Mindfulness can be a way to slow down without actually changing what you are doing.  Being mindful is being present with whatever it is that you are doing.  Mindfulness asks that you be present to yourself and the task at hand. If you are washing dishes then your focus is on the water on your hands, the suds, the texture of the sponge or dish cloth you are using, the colors of the dishes you are washing.  Your mind naturally starts to wander about a disagreement you had earlier in the day and bam you are no longer just washing dishes you are now sometime in the past working it out.  You notice this and come back to washing dishes without judgement, of course.  Do you find yourself in the car a lot commuting or being the family taxi?  If so take some moments while you drive and turn off the radio or other distractions and simply drive.
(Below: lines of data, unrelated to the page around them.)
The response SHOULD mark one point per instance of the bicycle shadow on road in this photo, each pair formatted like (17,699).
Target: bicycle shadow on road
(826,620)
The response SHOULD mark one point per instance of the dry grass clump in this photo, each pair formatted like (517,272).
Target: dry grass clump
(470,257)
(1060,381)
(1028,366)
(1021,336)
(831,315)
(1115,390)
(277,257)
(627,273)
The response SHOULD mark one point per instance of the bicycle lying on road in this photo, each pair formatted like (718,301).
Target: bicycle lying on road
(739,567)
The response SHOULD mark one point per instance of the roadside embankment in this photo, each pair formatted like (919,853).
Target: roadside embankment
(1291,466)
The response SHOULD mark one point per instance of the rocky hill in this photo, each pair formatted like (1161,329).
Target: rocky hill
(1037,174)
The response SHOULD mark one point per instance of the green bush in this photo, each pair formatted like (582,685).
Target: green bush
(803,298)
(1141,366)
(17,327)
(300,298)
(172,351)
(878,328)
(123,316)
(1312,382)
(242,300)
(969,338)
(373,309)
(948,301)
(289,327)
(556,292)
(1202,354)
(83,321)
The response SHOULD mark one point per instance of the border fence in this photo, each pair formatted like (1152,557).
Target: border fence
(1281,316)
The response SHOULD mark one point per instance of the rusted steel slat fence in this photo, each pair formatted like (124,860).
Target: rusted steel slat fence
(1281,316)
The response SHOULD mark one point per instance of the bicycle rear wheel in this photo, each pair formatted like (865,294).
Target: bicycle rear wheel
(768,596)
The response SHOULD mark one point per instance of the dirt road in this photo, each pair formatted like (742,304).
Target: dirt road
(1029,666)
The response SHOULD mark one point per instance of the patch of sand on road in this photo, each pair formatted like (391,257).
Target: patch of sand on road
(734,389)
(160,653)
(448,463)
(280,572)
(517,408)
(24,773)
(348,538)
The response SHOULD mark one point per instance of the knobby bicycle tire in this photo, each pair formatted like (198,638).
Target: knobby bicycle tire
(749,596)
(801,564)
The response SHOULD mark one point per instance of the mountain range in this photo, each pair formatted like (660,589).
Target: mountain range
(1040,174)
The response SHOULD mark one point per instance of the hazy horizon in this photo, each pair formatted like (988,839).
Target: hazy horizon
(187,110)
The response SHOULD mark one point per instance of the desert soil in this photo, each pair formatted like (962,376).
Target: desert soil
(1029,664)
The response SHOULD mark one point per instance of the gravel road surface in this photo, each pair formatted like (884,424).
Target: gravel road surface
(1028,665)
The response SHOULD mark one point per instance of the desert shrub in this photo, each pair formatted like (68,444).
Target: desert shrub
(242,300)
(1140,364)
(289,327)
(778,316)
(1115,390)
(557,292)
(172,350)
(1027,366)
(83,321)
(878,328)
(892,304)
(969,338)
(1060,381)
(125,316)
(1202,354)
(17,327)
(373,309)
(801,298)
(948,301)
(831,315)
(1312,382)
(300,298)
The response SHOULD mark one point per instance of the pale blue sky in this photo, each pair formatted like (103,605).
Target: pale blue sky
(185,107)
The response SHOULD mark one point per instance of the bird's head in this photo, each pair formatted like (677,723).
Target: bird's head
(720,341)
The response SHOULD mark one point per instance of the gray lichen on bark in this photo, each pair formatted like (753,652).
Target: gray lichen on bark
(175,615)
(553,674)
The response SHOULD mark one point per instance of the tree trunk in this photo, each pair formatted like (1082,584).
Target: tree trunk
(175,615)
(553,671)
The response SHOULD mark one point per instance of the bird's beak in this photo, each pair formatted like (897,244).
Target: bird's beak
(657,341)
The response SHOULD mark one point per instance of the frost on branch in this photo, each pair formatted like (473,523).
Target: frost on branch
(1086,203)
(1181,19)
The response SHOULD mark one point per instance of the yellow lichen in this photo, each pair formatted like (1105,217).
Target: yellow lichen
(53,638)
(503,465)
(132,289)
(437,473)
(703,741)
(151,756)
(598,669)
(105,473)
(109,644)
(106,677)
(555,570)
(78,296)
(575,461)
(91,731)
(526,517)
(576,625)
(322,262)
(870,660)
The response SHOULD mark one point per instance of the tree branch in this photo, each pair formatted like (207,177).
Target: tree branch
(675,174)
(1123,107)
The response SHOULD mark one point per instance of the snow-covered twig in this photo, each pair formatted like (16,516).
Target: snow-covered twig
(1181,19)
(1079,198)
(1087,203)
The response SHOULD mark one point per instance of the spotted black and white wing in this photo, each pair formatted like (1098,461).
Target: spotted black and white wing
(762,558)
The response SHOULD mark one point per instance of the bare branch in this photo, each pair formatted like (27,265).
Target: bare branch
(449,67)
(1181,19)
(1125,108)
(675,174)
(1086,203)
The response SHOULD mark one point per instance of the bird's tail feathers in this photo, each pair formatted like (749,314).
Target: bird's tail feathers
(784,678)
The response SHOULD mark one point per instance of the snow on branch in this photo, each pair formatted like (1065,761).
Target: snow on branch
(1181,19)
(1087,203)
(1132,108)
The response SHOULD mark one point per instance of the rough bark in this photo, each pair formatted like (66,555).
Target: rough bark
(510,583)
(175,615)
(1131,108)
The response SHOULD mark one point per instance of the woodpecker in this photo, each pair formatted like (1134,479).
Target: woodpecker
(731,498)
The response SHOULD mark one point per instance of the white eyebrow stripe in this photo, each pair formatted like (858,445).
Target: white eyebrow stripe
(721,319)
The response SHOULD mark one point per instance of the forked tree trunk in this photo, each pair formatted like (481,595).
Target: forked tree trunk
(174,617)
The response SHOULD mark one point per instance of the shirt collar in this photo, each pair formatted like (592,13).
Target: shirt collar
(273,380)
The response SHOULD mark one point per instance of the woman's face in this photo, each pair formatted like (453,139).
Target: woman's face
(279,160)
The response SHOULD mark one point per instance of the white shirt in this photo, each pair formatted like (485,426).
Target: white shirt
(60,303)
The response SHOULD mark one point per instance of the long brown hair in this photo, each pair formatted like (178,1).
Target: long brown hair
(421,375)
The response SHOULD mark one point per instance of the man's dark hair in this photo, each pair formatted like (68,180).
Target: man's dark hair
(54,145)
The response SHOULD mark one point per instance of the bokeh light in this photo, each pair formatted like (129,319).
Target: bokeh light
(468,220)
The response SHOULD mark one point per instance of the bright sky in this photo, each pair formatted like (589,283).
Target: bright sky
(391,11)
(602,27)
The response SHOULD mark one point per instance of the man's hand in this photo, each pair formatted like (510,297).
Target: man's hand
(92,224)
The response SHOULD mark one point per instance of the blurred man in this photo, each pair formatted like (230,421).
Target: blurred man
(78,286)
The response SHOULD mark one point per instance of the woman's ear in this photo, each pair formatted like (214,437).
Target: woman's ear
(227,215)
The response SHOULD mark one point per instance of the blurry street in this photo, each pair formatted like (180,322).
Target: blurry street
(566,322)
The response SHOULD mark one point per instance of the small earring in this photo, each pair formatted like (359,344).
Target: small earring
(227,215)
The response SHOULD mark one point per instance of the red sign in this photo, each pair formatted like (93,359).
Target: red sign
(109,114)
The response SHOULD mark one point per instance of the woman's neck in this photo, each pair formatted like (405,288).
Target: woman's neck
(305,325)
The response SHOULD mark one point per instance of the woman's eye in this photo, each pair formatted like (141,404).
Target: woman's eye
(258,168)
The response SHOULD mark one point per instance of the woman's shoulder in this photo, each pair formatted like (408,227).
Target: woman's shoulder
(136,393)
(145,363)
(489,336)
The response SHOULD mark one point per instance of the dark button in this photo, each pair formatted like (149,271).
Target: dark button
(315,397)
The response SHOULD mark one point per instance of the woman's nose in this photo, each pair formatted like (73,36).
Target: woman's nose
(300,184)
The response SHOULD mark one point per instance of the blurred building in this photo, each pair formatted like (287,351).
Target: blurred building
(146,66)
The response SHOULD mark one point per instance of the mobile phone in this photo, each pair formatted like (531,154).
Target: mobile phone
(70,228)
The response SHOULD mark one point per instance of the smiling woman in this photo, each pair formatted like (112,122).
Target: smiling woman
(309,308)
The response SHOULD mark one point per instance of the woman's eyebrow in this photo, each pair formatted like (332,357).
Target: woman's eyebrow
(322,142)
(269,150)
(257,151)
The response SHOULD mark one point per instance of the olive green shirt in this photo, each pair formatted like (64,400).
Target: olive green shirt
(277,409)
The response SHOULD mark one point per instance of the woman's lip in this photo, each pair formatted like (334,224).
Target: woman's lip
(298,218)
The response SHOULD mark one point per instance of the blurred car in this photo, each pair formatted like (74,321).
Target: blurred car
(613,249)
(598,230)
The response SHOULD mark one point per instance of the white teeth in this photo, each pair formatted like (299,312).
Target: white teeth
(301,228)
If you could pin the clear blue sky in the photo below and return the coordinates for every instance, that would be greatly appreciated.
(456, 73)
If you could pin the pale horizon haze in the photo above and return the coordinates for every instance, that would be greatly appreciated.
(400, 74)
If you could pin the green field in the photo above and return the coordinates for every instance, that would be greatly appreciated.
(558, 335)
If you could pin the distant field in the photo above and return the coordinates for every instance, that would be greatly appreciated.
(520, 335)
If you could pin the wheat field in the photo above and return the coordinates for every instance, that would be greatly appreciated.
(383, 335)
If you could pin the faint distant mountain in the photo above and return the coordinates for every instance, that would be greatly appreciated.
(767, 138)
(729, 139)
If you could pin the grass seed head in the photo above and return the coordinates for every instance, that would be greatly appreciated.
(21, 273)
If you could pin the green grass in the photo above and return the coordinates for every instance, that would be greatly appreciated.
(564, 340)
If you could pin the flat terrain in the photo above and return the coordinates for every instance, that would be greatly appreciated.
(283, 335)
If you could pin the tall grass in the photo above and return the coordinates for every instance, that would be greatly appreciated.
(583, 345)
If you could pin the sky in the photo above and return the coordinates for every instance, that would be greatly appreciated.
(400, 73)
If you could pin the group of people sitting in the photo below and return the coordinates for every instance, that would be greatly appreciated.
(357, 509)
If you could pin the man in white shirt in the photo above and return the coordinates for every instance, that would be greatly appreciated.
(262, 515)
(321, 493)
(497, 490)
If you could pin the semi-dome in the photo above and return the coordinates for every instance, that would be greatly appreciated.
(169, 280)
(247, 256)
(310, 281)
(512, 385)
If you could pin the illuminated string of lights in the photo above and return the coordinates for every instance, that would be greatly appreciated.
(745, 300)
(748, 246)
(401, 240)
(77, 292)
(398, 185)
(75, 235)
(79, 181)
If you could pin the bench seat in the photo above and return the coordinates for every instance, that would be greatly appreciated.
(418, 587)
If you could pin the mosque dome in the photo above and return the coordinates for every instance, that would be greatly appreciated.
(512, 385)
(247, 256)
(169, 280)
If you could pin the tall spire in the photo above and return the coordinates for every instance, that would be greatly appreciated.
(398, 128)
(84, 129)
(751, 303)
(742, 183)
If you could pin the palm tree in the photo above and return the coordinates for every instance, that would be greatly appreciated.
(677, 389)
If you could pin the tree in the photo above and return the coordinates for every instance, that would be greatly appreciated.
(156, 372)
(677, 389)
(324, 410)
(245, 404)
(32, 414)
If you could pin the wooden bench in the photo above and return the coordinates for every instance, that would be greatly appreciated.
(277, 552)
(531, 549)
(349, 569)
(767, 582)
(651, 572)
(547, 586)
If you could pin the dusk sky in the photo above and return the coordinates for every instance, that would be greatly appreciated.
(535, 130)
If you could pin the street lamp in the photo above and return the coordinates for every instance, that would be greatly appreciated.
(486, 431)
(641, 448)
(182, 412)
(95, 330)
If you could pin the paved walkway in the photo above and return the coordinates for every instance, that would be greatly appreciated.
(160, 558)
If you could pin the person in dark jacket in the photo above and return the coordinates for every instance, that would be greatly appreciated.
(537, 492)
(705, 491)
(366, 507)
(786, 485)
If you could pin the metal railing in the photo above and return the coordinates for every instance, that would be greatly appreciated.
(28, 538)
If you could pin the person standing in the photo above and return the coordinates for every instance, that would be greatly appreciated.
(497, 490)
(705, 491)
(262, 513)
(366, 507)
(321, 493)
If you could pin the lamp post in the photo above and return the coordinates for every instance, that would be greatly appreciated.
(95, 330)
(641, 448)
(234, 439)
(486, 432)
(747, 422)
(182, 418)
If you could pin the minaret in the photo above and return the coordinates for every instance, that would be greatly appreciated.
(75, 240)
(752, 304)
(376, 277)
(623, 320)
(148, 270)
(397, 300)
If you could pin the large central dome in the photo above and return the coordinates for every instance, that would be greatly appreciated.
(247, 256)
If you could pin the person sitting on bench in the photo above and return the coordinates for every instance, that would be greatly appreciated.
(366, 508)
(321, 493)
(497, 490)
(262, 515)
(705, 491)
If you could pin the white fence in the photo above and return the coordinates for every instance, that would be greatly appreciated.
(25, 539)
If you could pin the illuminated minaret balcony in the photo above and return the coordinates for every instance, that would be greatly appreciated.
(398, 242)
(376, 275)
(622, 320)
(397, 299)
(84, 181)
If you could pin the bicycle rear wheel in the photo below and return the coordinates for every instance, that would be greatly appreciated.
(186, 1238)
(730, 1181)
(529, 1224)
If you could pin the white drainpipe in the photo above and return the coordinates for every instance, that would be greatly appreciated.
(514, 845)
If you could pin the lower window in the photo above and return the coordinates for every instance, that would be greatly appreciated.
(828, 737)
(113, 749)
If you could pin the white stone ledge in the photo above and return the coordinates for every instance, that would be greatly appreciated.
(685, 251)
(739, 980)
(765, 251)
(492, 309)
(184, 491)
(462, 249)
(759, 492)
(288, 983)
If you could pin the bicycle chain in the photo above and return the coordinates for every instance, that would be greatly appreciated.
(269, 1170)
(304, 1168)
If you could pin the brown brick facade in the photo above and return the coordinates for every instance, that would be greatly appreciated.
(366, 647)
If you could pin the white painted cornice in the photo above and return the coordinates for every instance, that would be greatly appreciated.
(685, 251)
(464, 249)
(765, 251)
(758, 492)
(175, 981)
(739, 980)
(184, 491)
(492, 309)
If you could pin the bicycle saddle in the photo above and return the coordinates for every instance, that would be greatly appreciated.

Feel yourself seated in the car, the steering wheel held by your hands, notice the sites around you, be with what you are doing, driving.  If by chance you are stuck in traffic, a common occurrence around these parts, instead of getting upset or anxious try to look at the time as a moment or two or three to rest into yourself and be with.  Explore the idea of letting go of the day's issues and just be behind the wheel of your car.

Research has shown that mindfulness lowers blood pressure and heart rates while at the same time it increases the feel good hormones and diminishes the stress hormones.  It does a lot more than this but that is for another day.   When you simply choose to be with whatever activity you are doing you are "re-balancing" your life in that moment.  And each moment you re-balance is like water in the bucket towards shifting your health and well-being in a positive direction.

Of course making a larger commitment to regular meditation, or some form of a body-awareness exercise program, i.e. yoga, tai chi, walking, can really boost the results of re-balancing. But if that seems like too much, for now start with one mindful activity a day and see where that leads.

Monday, September 13, 2010

Making Choices

Living in the city we are bombarded by choices, which lane to get in to cut 4 minutes off the commute time, which organic tomato sauce is best, is cheapest, is tastiest, which brand of toothpaste, with or with out fluoride? On and on the list goes from the simplest choices to the most difficult.   Everyone knows how involved life has gotten.  Research continues to show us that stresses, good and not so good, add up and cause dis-harmony and dis-ease.  We are a nation out of balance, weighing too heavily on productivity and too lightly on being.  Back in the day of rotary phones, remember those big, black, heavy phones with the holes in a circle?  Probably not if you are under 40, but back in the day dialing someone on the phone required that you stood still and dial each number and allow the dial to return to the starting position.  If you made a mistake you had to hang up and start all over.  I had the opportunity to play with an old rotary phone the other day at Pam, my business partner's, house.  Slowly and with effort I dialed my home number.  I was stunned at the low level of frustration, and high level of humor that arose in me while doing this.  That said, in the time it took me to dial my home number I had a chance to breathe, laugh and relax.  We rarely get those chances built into our days anymore, we are on the go, connected to cell phones, computers, kindles, i-pads,  etc. and always processing more information.
But there are ways to navigate the insane pace of life in the city and to support shifting the scales towards more harmony and health.  This blog is about just that, ideas, information and inspirations to help make our personal world easier, healthier and more fun to BE in.
Right now while reading this, hopefully NOT while you are driving, STOP, feel your feet on the ground, and take an easy breath in through your nose and out through you mouth.  See if you can include a little sigh, a letting go just in this moment.  Now see if you can practice just that little thing a few times a day.  Maybe while you are fixing your hair, sitting on the toilet, standing in line at the market.  Try it I dare you!  Sometimes we have to make choices that support us slowing down even for a moment.